The market itself has judged it to be fallacious, because the people who put their real money in are not factoring in higher interest rates other than the expected small increase no matter who wins, and in fact it gave Mark Latham the chance to respond in values terms and I think his best performance so far was his response to the interest rates scare.

He was able to deflect it in terms of aspirationalism and the battler versus the big end of town and he was able to be reasonably convincing at his biggest vulnerability, so I think Labor would be well pleased that it came in the first week of a long campaign.

All in all, I think the government is sounding a little tired. The Costello never, ever thing took up Monday. Tuesday and Wednesday were dominated by the interest rate claims and the magic documents from the prime minister's staff which disproved the Scrafton evidence but can't be be seen by the select committee on the Scrafton evidence. Friday of course, was the sad news that the safe seat of Wentworth had suddenly gone marginal with the sitting member running against the Liberal candidate.

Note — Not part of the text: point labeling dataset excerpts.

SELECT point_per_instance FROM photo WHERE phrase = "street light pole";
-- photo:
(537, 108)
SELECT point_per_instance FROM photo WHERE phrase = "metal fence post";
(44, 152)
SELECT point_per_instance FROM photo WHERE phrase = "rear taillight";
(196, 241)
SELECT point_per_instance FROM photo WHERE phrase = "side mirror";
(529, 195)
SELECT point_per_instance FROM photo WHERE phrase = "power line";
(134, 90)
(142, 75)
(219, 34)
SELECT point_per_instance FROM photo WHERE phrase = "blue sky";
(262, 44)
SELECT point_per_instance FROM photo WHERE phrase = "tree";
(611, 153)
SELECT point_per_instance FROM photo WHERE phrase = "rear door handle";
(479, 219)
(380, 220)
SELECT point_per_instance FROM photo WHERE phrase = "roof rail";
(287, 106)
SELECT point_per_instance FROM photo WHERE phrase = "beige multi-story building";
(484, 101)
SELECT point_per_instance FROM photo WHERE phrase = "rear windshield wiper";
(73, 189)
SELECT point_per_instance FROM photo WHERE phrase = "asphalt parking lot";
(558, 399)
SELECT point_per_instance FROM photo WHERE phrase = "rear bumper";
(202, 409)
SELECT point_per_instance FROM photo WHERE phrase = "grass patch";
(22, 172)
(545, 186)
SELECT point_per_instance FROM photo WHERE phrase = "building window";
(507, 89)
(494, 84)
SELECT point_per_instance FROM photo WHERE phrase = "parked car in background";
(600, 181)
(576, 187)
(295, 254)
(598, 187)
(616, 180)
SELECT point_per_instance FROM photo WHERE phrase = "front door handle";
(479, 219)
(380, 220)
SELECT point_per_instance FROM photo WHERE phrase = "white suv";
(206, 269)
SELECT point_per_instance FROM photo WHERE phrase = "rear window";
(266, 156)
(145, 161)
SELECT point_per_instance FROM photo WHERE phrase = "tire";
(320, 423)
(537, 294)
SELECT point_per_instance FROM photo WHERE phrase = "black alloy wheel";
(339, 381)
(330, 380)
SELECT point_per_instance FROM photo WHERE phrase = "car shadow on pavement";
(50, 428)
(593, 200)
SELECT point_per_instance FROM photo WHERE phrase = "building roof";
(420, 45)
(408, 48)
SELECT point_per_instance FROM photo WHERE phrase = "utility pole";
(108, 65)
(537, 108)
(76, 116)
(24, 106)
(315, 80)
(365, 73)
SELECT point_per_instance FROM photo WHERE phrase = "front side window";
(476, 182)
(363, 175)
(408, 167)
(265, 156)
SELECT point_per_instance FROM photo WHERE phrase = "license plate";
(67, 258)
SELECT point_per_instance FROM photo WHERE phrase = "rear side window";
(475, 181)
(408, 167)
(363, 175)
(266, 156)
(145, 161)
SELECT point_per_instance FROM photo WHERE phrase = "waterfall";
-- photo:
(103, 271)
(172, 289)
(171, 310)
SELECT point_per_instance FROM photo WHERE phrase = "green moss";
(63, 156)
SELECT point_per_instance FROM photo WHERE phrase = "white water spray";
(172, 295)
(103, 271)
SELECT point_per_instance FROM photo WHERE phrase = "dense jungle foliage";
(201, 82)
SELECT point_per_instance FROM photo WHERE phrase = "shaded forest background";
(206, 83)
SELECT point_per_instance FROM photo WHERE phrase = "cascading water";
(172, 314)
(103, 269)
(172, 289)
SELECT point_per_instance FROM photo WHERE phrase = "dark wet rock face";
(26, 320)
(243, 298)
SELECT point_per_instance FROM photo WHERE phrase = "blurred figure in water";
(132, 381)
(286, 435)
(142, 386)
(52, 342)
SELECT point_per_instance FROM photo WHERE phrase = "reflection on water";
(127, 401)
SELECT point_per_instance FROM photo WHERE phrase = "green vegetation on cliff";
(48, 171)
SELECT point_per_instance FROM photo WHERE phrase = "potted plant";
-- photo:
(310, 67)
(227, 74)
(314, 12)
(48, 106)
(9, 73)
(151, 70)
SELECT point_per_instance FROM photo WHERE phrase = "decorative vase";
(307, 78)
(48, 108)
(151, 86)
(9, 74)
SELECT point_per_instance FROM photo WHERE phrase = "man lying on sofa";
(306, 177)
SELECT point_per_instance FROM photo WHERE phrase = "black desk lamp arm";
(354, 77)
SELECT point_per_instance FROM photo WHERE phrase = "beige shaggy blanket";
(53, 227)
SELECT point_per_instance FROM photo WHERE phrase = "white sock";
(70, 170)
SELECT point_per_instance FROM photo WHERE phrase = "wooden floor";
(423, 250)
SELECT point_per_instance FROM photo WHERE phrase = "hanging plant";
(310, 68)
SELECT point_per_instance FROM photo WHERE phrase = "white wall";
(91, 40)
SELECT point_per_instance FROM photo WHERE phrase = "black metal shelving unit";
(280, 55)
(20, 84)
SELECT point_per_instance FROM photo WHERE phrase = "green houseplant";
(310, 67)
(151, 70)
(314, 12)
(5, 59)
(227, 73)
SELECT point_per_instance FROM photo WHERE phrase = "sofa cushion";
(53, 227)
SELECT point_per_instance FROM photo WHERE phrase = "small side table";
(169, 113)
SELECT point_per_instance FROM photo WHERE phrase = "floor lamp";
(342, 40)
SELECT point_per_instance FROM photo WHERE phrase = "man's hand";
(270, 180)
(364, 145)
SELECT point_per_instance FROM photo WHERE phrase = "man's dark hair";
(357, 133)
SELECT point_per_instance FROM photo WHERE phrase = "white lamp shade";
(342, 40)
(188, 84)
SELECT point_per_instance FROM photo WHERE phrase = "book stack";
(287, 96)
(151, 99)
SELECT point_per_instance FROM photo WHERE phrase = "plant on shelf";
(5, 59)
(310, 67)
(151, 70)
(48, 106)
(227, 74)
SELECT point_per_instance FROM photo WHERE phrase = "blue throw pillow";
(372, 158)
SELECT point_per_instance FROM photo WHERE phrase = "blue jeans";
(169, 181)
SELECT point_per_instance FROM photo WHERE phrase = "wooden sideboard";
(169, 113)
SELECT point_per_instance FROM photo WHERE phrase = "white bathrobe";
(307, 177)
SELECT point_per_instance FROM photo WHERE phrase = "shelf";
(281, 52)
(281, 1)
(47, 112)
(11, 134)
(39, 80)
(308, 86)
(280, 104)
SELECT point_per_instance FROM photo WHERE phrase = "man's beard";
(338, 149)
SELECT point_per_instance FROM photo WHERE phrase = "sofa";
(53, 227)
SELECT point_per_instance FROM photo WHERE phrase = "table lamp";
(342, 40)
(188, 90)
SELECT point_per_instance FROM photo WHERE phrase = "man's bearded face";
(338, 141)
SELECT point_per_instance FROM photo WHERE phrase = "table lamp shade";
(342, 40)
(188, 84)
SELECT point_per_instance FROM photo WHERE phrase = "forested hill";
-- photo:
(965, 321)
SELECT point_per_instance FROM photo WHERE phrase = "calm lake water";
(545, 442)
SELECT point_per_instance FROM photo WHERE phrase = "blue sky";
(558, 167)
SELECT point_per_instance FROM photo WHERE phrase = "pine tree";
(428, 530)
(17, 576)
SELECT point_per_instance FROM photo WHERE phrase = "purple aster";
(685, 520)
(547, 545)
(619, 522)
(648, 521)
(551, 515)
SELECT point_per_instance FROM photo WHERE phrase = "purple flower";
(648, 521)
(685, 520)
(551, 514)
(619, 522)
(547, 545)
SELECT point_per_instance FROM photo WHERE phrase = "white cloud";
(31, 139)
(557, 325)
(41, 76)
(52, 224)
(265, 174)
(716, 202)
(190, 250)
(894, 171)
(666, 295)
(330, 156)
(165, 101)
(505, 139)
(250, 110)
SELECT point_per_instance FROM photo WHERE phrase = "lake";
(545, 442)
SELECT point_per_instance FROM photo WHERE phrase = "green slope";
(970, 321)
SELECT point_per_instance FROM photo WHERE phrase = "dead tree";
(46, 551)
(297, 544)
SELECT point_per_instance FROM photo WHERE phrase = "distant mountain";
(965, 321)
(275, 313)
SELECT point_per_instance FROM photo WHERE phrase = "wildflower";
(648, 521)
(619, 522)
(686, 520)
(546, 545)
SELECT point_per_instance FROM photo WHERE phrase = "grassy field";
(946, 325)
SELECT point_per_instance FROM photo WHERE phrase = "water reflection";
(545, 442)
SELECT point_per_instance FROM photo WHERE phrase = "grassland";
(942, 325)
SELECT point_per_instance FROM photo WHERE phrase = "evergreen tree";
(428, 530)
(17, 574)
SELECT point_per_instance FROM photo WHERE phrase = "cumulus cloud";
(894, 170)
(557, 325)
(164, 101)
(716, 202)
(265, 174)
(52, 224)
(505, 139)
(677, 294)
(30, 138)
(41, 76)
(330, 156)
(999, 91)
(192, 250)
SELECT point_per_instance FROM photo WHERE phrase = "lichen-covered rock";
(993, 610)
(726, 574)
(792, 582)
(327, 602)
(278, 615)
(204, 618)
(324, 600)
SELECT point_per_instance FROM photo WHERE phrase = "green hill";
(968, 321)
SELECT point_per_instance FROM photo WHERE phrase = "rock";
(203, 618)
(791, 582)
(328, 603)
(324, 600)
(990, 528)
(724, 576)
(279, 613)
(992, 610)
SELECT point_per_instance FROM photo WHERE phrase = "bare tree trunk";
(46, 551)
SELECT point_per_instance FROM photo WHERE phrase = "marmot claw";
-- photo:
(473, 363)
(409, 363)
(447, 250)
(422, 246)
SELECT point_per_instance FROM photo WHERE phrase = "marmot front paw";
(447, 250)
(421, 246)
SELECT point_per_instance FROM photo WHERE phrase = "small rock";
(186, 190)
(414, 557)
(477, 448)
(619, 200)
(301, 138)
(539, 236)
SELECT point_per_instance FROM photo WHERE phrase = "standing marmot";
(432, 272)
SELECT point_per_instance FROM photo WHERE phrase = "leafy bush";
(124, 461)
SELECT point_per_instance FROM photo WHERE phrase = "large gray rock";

In the background the crepuscular Ruddock managed to relate the Beslan atrocity to the ALP and the deputy prime minister (the Mini Me of Steel, perhaps) suddenly discovered that the ALP are haters. Perhaps if the Man of Steel is re-elected he could hire Zell Miller as governor-general. Better, he might like to think about the Kennet election that used negatives from the outset and managed to convert a sizeable majority in the Victorian parliament into an election loss in one easy hit. Nick Greiner almost achieved the same unhappy result in NSW in 1991.

Both parties have been guilty of high interest rates in the past. It's a pity no-one's mentioned that the low interest rate regime is a major factor driving the housing bubble. The market is not factoring high interest rates under Labor. Running on a furphy is not quite as easy in Australia as it is is elsewhere.